Hot Standby in Ammonia Synthesis Reshapes Market Equilibrium in Renewable P2A Systems: A Potential Game Approach
Yangjun Zeng (1), Yiwei Qiu (1), Xiaocong Sun (2), Jie Zhu (1), Jiarong Li (3), Shi Chen (1), Buxiang Zhou (1), Kaigui Xie (1) ((1) College of Electrical Engineering, Sichuan University, (2) National Power Dispatching, Control Center, State Grid Corporation of China

TL;DR
This paper models how hot standby operation in ammonia synthesis affects market equilibrium in renewable power-to-ammonia systems, showing it improves flexibility, profitability, and market outcomes.
Contribution
It introduces a potential game model incorporating hot standby flexibility and derives an approximate equilibrium using an iterative best-response method.
Findings
Hot standby reduces ammonia synthesis reliance on hydrogen purchases.
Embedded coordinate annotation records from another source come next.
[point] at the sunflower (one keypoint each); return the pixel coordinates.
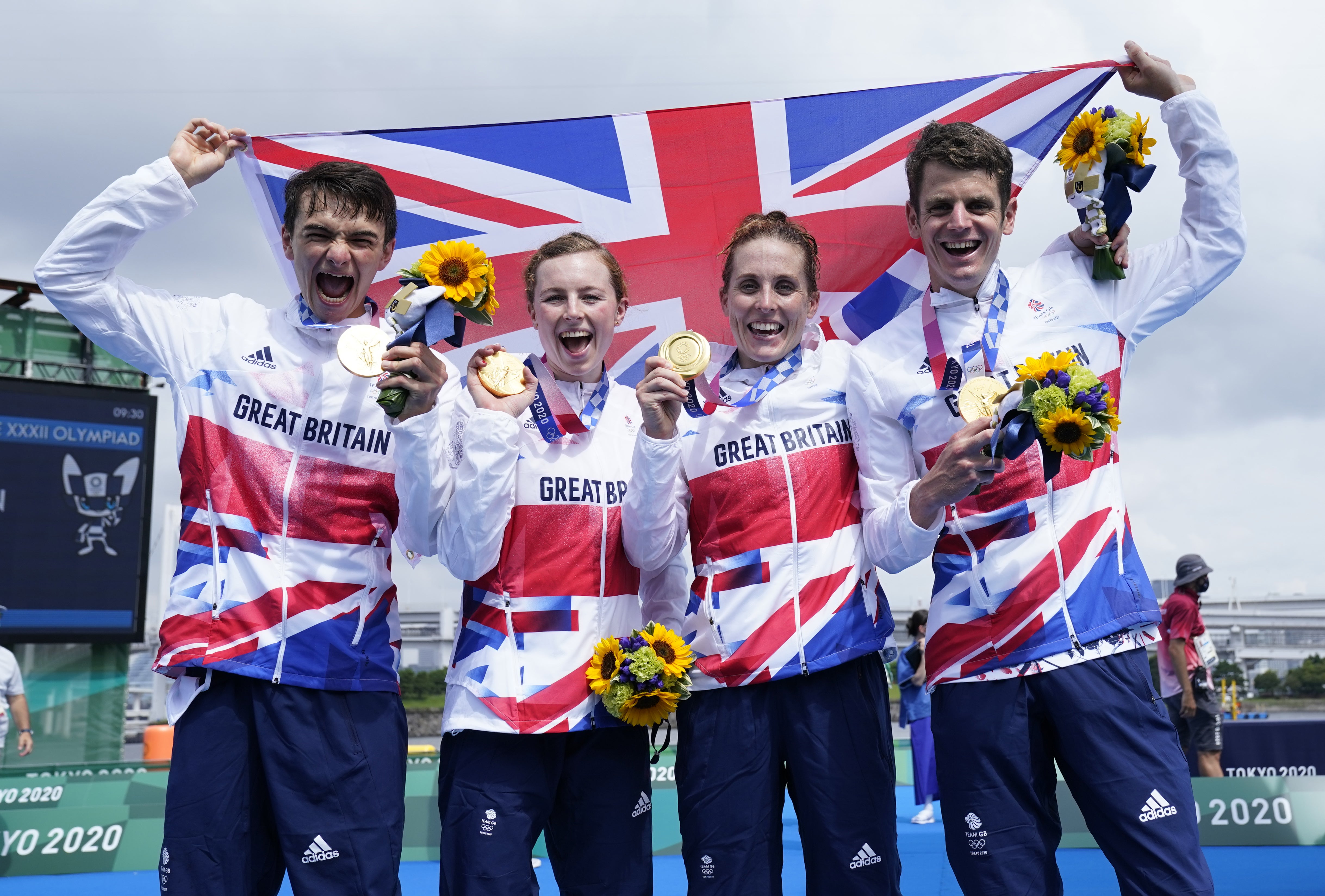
(1039, 368)
(648, 708)
(607, 661)
(1140, 144)
(675, 653)
(1067, 431)
(1083, 141)
(460, 267)
(491, 301)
Hot standby increases ammonia profit by approximately 20%.
Market equilibrium shifts toward mutually beneficial outcomes with hot standby.
Abstract
Integrating renewable generation, hydrogen production, and renewable ammonia (RA) synthesis into power-to-ammonia (P2A) systems creates interactions across electricity and hydrogen markets. Limited operational flexibility, however, places RA at a disadvantage at the Nash equilibrium (NE). Recent advances in ammonia synthesis reactor design enable hot standby (HSB) operation, improving flexibility but introducing integer decision variables that complicate market equilibrium analysis. To address this challenge, we develop a potential game model and derive a convergent {\epsilon}-approximate equilibrium via an iterative best-response approach. Case studies show that HSB reduces RA's reliance on hydrogen purchases and increases its profit by 20.14%. More importantly, HSB shifts the market equilibrium toward a more mutually beneficial outcome.